Not for Sci-Fi technology that I have never interacted with personally, such as lightsabers and starships. Unless the starship was important to the character in focus.

Meiloyn Wrote:
Also, what would you call the washing-over feeling you get when you watch something sad?


"Catharsis" -- it was defined by Aristotle as the vicarious inducement of "pity and fear", thus turning those who watch tragedy into better citizens. (Emotion being seen, in those times, as something which must not be shown, but recognised as something which should not be allowed to build, either.)

Meiloyn Wrote:
Star Wars is not good at death scenes. None of them actually created the feeling. Perhaps the best one was probably Quigon's death, but it was still pretty emotionless.


Actually, the Star Wars saga is probably best understood as a story based quite heavily on ancient epic. While epics did have some very bittersweet moments, (One of my favourites is the scene with Odysseus' faithful dog Argus.) emotion often takes second place to the story.

Many people also criticise the lines of Star Wars for being stilted, but this is also understandable when compared to epic poetry.

Some movies that make me cry:
Smile Grave of the Fireflies (or Hotaru no Haka) -- Setsuko's death scene does it EVERY time. and even when I read the picture book in Japanese I wanted to cry.

Smile Awakenings -- when the old lady starts singing.

Smile The Crucible -- because it makes me angry that people could have been so stupid.

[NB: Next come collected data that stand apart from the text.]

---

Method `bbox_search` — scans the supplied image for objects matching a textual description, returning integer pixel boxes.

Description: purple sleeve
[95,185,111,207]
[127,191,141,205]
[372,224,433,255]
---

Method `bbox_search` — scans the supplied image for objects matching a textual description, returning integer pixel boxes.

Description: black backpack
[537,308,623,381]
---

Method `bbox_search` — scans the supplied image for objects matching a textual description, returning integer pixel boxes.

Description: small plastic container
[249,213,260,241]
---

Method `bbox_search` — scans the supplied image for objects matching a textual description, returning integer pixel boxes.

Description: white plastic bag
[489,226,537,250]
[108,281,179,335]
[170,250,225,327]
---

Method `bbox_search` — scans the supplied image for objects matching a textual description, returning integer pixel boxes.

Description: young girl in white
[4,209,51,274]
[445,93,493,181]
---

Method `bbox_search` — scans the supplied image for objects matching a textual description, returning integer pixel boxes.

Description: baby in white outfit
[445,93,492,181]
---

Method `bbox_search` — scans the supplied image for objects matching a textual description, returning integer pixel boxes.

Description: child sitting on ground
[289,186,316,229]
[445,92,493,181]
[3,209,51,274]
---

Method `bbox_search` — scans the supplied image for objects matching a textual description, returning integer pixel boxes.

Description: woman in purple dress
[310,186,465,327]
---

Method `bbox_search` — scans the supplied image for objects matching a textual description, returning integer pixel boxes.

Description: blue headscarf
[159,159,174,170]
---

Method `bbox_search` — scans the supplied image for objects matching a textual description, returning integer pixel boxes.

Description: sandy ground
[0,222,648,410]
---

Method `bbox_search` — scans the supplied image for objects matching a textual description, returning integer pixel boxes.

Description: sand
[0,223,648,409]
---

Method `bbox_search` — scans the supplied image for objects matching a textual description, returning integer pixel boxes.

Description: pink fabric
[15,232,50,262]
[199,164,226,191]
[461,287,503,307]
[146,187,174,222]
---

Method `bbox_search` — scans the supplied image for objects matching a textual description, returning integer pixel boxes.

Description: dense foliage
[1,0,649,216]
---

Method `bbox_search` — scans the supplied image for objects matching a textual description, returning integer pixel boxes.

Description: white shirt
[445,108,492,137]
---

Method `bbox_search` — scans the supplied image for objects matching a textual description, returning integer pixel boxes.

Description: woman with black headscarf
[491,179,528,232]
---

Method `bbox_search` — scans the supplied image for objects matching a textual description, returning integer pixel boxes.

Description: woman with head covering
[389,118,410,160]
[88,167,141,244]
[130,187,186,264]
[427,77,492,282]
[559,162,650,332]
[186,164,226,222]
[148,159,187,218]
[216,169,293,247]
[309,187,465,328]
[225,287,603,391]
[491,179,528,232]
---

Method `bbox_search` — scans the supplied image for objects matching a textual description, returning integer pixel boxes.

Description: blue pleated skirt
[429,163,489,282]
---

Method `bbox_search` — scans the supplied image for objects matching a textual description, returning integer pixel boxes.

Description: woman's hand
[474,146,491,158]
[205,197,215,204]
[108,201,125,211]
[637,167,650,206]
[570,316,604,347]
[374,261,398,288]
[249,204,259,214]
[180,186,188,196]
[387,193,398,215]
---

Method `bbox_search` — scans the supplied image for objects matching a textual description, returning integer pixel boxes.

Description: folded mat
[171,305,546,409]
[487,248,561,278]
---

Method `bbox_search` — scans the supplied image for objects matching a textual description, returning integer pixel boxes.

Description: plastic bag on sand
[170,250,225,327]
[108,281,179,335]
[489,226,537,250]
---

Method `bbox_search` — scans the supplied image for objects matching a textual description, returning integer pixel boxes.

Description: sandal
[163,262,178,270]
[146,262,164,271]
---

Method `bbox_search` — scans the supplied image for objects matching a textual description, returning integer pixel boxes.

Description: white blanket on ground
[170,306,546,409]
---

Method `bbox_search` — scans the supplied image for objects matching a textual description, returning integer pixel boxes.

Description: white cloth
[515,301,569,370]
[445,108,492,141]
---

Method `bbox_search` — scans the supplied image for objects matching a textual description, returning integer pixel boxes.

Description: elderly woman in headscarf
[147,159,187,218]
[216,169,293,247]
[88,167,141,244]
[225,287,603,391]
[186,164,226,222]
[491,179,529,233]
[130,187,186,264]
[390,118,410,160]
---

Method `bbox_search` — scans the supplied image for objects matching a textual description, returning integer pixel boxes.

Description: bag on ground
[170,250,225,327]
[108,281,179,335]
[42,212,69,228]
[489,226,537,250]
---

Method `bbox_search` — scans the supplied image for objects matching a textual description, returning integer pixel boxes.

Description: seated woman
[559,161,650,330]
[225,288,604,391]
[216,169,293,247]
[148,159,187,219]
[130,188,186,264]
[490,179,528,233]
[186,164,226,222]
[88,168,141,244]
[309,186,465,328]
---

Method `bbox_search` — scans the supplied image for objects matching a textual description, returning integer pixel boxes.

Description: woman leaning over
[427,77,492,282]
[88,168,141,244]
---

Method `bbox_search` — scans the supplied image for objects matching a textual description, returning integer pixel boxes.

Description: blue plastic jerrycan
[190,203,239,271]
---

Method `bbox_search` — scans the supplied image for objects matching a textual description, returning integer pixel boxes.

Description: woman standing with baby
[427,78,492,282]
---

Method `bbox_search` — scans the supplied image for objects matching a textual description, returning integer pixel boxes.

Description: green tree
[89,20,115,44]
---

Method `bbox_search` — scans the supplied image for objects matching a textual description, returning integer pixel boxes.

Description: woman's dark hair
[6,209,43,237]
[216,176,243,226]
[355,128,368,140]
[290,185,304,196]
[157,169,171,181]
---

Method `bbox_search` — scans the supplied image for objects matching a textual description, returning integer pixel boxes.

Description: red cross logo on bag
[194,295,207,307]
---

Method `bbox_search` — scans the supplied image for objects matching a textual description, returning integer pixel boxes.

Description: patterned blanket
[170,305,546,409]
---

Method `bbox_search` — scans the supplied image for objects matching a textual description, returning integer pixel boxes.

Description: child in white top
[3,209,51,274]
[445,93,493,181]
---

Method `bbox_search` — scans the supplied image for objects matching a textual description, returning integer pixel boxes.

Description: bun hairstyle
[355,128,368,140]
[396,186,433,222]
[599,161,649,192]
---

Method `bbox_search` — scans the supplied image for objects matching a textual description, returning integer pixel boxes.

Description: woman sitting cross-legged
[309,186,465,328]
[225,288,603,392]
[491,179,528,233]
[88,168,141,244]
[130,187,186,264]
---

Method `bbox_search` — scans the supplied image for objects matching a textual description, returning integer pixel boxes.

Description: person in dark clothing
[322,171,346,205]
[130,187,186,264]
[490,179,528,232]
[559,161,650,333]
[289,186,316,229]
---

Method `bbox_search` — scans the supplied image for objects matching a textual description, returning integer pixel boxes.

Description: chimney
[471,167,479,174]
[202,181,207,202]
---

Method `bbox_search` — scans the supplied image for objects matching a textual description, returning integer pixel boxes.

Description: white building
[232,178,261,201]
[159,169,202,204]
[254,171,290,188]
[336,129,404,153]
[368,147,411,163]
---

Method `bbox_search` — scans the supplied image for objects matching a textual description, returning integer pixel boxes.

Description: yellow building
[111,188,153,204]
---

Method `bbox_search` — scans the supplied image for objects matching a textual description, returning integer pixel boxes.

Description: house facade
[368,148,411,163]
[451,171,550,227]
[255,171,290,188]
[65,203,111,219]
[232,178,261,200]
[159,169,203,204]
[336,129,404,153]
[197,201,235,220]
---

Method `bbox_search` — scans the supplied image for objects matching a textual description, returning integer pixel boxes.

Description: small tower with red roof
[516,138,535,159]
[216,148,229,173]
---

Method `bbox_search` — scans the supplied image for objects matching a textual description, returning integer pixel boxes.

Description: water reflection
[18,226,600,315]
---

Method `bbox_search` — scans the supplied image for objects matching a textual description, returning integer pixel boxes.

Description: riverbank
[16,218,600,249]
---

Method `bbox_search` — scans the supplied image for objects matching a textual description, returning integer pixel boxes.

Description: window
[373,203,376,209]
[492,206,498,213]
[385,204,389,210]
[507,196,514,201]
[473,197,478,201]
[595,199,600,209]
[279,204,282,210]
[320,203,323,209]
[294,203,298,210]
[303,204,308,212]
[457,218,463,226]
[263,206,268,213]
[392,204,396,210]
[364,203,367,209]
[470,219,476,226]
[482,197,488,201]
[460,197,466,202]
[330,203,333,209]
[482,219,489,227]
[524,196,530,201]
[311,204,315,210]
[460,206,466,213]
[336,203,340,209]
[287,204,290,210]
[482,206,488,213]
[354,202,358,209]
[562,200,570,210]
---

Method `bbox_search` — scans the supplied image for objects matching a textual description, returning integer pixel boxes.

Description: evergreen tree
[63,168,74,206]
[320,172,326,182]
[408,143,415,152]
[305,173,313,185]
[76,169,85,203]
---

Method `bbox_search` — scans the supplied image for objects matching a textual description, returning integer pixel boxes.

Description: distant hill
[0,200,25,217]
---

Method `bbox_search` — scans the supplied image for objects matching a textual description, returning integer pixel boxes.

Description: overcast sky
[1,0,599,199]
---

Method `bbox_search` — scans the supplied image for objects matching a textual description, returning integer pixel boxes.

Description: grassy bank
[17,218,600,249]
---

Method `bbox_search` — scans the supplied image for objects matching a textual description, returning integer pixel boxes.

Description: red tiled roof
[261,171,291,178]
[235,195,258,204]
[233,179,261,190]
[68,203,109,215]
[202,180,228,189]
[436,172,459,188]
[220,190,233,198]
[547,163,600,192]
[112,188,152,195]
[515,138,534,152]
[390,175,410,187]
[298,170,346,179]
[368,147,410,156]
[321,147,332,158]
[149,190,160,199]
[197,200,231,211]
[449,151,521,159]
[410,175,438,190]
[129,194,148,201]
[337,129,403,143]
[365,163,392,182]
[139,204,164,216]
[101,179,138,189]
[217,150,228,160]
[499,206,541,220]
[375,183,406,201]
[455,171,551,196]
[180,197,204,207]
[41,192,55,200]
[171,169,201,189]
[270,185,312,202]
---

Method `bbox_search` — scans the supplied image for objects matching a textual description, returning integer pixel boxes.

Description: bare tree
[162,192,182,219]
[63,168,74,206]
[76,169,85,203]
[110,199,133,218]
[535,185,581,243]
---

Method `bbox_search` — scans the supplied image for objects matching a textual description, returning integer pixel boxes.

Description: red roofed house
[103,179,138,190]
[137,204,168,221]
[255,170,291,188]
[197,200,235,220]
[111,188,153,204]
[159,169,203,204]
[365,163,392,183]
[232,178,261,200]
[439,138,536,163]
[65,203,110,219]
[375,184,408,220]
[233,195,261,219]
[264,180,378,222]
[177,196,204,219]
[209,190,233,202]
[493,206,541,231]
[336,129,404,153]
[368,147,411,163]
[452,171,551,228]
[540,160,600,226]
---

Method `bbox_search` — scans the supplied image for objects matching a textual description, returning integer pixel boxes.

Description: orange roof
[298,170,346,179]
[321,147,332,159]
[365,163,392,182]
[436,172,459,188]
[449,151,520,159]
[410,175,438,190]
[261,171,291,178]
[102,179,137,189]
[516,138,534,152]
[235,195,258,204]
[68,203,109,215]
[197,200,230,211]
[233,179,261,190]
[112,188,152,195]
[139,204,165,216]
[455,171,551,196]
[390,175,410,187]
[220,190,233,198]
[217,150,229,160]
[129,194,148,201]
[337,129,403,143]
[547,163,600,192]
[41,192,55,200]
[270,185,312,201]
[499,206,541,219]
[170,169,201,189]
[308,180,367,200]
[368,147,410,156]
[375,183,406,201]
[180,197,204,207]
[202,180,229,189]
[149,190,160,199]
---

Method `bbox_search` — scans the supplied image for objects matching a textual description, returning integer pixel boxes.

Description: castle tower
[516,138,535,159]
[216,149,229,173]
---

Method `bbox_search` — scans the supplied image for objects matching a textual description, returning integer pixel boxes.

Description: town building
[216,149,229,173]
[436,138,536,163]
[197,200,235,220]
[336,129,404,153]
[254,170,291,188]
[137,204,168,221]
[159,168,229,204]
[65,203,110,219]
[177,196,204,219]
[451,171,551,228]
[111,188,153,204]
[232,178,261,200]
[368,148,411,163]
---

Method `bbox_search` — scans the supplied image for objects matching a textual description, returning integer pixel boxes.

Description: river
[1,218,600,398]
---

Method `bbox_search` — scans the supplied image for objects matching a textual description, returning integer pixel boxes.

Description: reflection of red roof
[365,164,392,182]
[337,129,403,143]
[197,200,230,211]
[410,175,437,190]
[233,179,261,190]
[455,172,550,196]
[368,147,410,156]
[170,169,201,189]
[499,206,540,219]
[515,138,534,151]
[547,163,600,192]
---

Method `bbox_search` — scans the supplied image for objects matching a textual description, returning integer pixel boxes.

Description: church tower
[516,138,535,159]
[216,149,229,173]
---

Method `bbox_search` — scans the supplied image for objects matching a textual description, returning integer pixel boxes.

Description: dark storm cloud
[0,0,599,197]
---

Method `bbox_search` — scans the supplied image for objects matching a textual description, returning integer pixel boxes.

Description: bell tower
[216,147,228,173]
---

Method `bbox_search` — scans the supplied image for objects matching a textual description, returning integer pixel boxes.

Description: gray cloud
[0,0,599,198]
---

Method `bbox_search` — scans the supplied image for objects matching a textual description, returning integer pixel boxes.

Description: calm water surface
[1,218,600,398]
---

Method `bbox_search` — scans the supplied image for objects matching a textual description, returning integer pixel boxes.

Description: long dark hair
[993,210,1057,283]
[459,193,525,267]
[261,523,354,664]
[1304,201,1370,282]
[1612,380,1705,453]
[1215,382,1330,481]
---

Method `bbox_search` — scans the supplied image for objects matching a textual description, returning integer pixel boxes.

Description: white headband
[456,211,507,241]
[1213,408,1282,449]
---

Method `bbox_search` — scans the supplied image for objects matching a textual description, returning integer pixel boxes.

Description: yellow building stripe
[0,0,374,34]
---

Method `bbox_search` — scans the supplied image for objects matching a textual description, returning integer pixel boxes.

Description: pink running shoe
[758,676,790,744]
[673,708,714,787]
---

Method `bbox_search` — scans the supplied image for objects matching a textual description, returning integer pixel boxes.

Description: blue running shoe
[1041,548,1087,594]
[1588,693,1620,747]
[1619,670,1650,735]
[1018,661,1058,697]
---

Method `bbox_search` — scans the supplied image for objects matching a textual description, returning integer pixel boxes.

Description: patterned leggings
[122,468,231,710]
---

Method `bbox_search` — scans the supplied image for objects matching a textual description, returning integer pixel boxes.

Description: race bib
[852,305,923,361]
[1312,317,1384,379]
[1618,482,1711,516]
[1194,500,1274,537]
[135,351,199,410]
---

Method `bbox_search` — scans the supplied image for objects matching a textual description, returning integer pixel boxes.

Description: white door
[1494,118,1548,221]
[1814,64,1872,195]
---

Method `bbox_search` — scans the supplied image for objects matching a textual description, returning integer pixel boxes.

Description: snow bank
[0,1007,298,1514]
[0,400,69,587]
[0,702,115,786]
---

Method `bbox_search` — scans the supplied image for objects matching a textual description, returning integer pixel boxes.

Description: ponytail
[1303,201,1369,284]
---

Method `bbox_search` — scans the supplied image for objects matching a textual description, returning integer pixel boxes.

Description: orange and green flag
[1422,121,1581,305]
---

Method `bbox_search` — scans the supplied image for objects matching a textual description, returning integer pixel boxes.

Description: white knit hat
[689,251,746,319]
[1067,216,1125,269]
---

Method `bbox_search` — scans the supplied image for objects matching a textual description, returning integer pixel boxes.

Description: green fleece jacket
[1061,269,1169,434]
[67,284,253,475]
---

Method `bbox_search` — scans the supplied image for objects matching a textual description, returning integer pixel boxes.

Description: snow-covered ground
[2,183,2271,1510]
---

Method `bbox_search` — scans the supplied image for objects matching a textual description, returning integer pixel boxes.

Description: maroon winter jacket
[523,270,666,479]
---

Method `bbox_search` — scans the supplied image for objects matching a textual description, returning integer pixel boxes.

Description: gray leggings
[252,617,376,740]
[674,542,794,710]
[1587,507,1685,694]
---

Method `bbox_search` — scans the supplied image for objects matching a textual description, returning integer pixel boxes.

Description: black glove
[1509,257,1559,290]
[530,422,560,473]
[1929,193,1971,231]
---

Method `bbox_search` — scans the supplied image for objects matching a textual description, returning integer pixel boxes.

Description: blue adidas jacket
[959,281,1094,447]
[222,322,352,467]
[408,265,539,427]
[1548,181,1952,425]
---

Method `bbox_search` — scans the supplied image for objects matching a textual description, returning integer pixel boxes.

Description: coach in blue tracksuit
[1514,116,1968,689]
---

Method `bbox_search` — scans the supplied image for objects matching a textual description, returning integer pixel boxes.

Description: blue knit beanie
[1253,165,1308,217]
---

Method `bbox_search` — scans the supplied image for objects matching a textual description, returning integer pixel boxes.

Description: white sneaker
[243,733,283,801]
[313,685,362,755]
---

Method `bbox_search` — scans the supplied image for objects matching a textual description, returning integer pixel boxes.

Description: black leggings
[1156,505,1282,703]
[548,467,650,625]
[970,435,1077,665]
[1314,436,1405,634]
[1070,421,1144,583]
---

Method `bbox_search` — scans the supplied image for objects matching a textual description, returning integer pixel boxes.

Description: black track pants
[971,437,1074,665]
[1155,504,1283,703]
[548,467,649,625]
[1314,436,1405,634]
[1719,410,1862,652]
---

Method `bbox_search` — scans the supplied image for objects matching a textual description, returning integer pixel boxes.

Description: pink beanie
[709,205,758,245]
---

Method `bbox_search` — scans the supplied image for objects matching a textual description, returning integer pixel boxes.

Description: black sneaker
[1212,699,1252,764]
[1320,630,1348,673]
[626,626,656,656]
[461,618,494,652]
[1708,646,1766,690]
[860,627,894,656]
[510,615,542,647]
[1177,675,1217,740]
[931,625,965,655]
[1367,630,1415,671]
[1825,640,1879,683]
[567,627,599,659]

(I make smiley faces not sad faces because all of these are good movies.)

I saw "Bridge to Terabithia" this afternoon; I thought it was one of the best films I have seen in many months and one of the few films that has made me cry.  I won't spoil the plot here, but I would say that it bears little resemblance to the previews and television ads for it.  

It's a wonderful film and I suggest seeing it before it disappears from the theaters (especially because it's not a "mainstream" film).
I'm fairly stoic, but I can't watch any graphic violence against an animal. Humans are okay; I watched all of Kill Bill without flinching. But if a dog is shot or blown up or a deer is hit by a car or a bird crushed I'll scream and bury my face in my hands or a couch cushion.

I can sympathize with characters, but for the most part I don't feel as though I am them.

Sometimes I irritate whoever I'm watching a movie with by laughing at parts absolutely no one else finds funny (and that most likely weren't supposed to be)...and I have a LOUD laugh.

rglovejoy Wrote:
I saw "Bridge to Terabithia" this afternoon; I thought it was one of the best films I have seen in many months and one of the few films that has made me cry.  I won't spoil the plot here, but I would say that it bears little resemblance to the previews and television ads for it.  


I read "Bridge to Terabithia" when I was a kid and to be honest I found it quite difficult to understand and not very interesting. Don't know how much the film is like the original story, though. Maybe it's better.

If a sad or romantic part of a film comes on I usually 'switch off'. If its on video or DVD I fast forward to the next bit of action.
Today, I saw an article in a magazine that said the lad who plays Harry Potter is going to star in a production of Equus. I don't think I would like it as the boy tortures all these horses and I am too much of an animal lover for that.

I cried during "Awakenings" and "Cocoon" and "Cocoon 2", and there are some movies such as "Flight 93" and "A Beautiful Life" that I can't bring myself to watch as I would find them too distressing.

Movies such as "Kenny" and "The Castle" are more my favourites as they have a lot of humour. There is pathos too but the underdog comes out best in the end.
New one. RENT.

But for some reason, I always run out of tears by the time Collins sings at Angel's funeral. It's usually Without You that gets me crying.

kylo4 Wrote:
For example "Eternal Sunshine of the Spotless Mind" really moves me. I have shed some tears a few times with different movies, something that doesn't happen very often.


I didn't cry while watching that movie, but I loved it.

(and truthfully, the scene at the end where everything is disentigrating, and Clementine tells Joel that he doesn't have to do the same thing he did in the memory, that he can stay, brought me pretty close to tears. And right after, when he wakes up and doesn't remember anything.)